One of the privileges afforded customers of the Sacajawea Inn was a fresh hot breakfast cooked by the same twenty-something fellow that had checked me in the night before. He was devilishly handsome with a neatly trimmed goatee and the slightly saucy air of someone still interested in taking on the world. While I was waiting for my scrambled eggs (and shudder turkey bacon!) I started talking with a local fellow named Daryl, who had retired from selling cars and come to reside there is Salmon with his son. I had a grand time just engaging in the genuine old fashion pleasure of a good conversation.
I was really eager to get to Wallace (even going a fair bit out of the way) so I could see a place I'd read about called the Oasis Bordello Museum. From Roadside America's website:
"The Oasis became a museum by accident. Its women, convinced that the FBI was about to raid the place, fled in a panic and never came back. Its current owners have preserved it exactly as it was on that night -- so the museum is also a time machine, providing a view of the late 1980s through the unique prism of prostitutes in Wallace, Idaho, right down to the J.C. Penney catalogs on the coffee table and the video store rental list taped to the kitchen wall."
So, okay, according to the website, this place is populated by dime store mannequins and dripping with small town sarcasm - really sounds like my kind of place, doesn't it?
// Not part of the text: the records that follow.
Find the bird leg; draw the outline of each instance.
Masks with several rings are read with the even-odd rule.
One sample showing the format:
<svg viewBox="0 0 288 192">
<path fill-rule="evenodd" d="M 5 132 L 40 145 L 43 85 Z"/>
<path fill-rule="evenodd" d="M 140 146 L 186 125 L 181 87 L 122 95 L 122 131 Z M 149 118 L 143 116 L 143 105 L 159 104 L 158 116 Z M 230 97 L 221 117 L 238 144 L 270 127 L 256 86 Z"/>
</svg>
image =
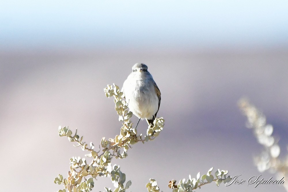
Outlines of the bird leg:
<svg viewBox="0 0 288 192">
<path fill-rule="evenodd" d="M 140 121 L 140 119 L 141 119 L 141 118 L 139 118 L 139 120 L 138 121 L 138 123 L 137 123 L 137 124 L 136 125 L 136 127 L 135 127 L 135 129 L 137 128 L 137 126 L 138 126 L 138 123 L 139 123 L 139 121 Z"/>
</svg>

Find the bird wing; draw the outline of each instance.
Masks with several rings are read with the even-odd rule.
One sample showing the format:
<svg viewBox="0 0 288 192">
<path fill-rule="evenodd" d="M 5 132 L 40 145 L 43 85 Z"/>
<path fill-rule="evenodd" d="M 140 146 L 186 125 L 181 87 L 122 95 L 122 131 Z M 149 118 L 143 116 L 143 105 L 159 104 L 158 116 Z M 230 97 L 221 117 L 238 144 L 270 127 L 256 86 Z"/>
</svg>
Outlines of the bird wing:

After I got back on the interstate, it wasn't long at all before I found myself in Spokane, where I decided I'd spend the night. Since it was early, I figured I'd find someplace to get some big city dinner. I used Yelp (which I find to be a really great travel tool) to find a restaurant that several people claimed made the best fried chicken in Washington state. Downtown location, the kind of place frequented by locals.
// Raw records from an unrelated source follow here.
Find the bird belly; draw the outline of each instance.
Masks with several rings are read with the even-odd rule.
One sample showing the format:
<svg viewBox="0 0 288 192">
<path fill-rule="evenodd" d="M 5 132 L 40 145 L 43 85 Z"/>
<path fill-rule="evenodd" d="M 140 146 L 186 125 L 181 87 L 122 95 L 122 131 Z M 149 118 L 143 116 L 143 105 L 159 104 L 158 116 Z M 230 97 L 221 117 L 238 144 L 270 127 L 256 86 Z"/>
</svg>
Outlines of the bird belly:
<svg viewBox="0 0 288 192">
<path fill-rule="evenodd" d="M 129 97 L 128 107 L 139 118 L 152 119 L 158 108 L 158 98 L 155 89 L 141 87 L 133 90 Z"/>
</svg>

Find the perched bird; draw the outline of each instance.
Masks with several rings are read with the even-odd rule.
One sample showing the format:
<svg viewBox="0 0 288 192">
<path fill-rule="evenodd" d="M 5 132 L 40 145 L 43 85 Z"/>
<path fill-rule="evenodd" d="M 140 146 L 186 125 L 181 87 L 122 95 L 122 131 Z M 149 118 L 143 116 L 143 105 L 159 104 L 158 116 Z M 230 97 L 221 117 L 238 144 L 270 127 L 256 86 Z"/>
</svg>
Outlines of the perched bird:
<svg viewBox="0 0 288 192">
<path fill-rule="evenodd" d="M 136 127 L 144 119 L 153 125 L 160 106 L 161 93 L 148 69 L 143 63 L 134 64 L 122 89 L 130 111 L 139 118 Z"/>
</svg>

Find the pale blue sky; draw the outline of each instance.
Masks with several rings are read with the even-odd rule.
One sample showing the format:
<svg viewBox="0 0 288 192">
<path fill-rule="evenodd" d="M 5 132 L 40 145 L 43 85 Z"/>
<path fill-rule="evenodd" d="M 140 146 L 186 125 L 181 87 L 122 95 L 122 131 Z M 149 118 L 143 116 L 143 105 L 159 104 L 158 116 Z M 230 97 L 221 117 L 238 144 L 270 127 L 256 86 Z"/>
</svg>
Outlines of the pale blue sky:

From the moment I walked into Chicken-n-More, I knew I was home. After bantering with the two folks behind the counter, I ordered a whopping 4 piece fried chicken dinner with a side order of a single barbecued pork short rib, knowing all the while that most of it would end up as picnic fare for the next day or two. When it came to sides, I was able to pick turnip greens, one of my favorite soul foods of all time. "Hmmmm! Cheeky for these folks so far north of Dallas to claim they can cook turnip greens!" I thought to myself. This was going to be an interesting test for these poor folks - a girl raised on the best of southern comfort food visiting this outpost in the far, far north. What I didn't know was that the owner Bob (on the right in the photo below, Heather on the left) was born and raised in Fairfield, Texas, just northeast of Austin. It explained instantly why I'd felt so comfortable and why the meal was so absolutely out of this world delicious. The chicken could not have been more perfect or delectable. As far as I could tell, Bob had cut the pieces so that there was a coin sized knob of skin dangling from each, which when fried to golden perfection became a bonus chicharon of chicken fried goodness. The greens were expertly seasoned, perfected with the addition of some vinegary hot sauce from a bottle that was an obvious fixture on the table. The rib - where the harshest judgement would be made - was outSTANDING! Smoky, moist and minimally sauced, lean, pink and tan and darkest brown. The sauce was some of the tastiest I've had - perfectly balanced between sweet, salty, smoky, tangy and spicy.
I praised Bob with every word I could muster from my extensive food vocabulary. He told me his story as a bonus and so I got the gift of being inspired by Bob in addition to all that amazing food. He had hurt his back in the late 80s doing construction work and had to pick a new career. He didn't know a thing about cooking or restaurants when he started, but he taught himself everything he needed to know and has been doing it ever since and what's obvious is that he has a grandly intuitive sense of how to run a business. In the short time I was there, a steady stream of regulars came in laughing and joking and he greeted every one of them by name. The affection people feel for the place and its owner were palpable.
I left (as my east Texas ancestors hath said) full as a tick and overcome by the connectivity of this world. What great folks there are, everywhere. I have achieved roadside nirvana once more.